Eddy current testing plays a critical role in ensuring the safety of energy supply systems and transportation, especially in the inspection of power plant and aircraft. For example, it is used to detect cracks in steam generator tubes and welds. In aircraft structures, tests are carried out around fasteners, in fastener holes and on aircraft engines parts.
In eddy current testing an inductive probe carry an alternating current has impedance that changes when it is placed on a conductor and if there is a crack in the
conductor it has a small but measurable effect on the probe impedance. This means that a crack in a metal can be detected by monitoring small impedance changes of an eddy current probe.
The probe senses the crack because it generates a magnetic field that drives an induced current near the surface of the metal. The current in the conductor also produces and magnetic field which has an inductive effect of the probe impedance. Hence we have a two-way process of mutual induction between the probe and the conductor. The inductive process refers to the fact that a changing magnetic field produces and electric field to drive a current in the conductor and to modify the probe impedance.
The penetration of the magnetic field and the induce current into the conductor is limited by the skin effect. This effect means that the field decays rapidly with depth. A crack at, or near the surface, disrupts the current flow which is sensed by the probe through the effect on of this perturbation on the magnetic field.
Although deep subsurface flaws are difficult or impossible to detect due to the skin effect, eddy current NDE is sensitive to surface flaws and can be non-contacting.

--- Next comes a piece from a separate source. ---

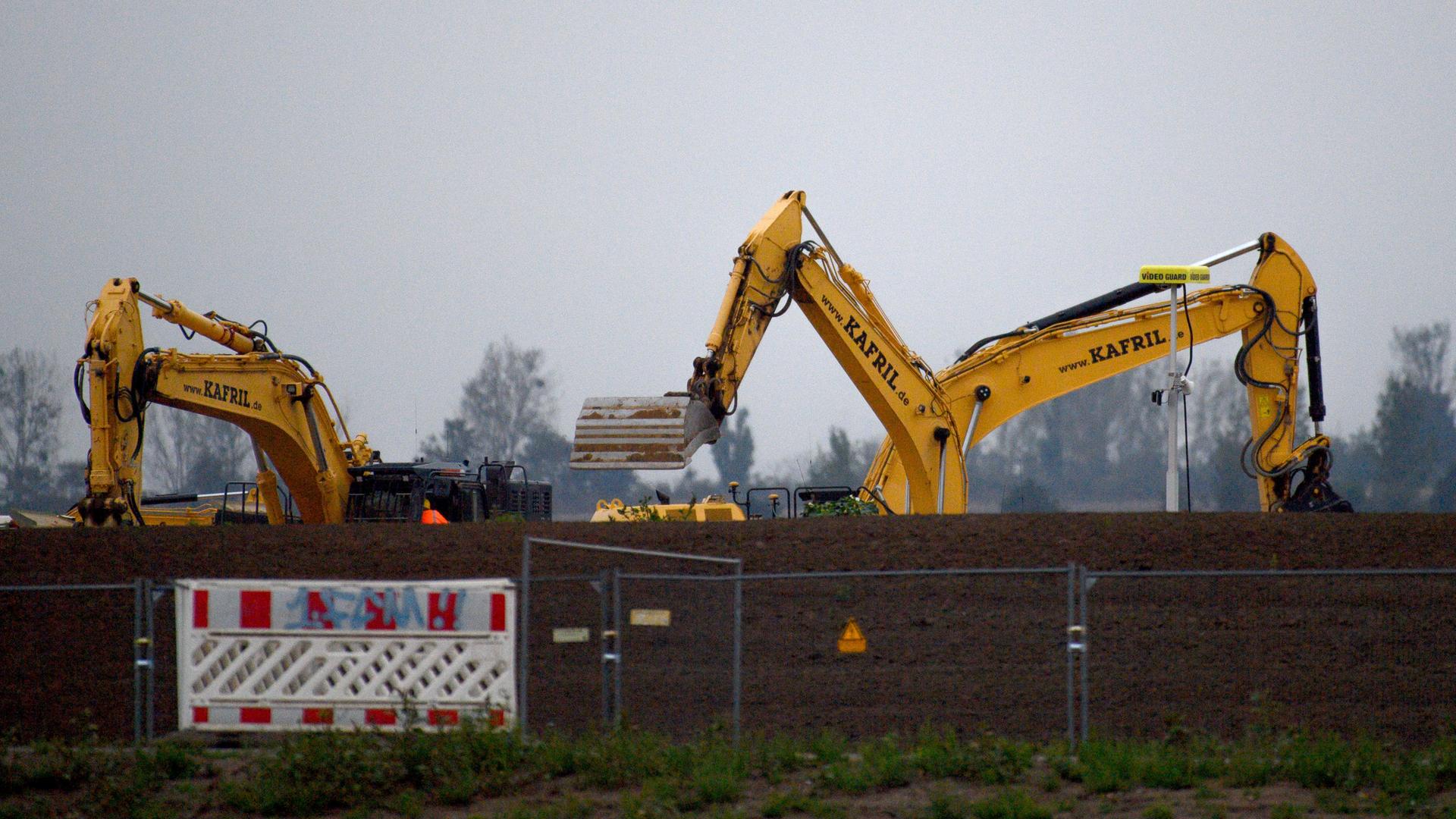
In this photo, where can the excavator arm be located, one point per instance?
(934, 419)
(1014, 372)
(775, 265)
(278, 400)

It is helpful to be able to predict the signals derived from changes in eddy current probe impedance. The calculations enable us to get quantitative results on the effect of flaw geometry, material parameters and probe characteristics on the signals that are detected. Some models that calculate the field around the probe, in the conductor including the region of a flaw, take a long time to generate useful results and it may require specialist knowledge to set up the calculations. For this reason we prefer to develop semi-analytical methods which are fast, accurate and are easy to run.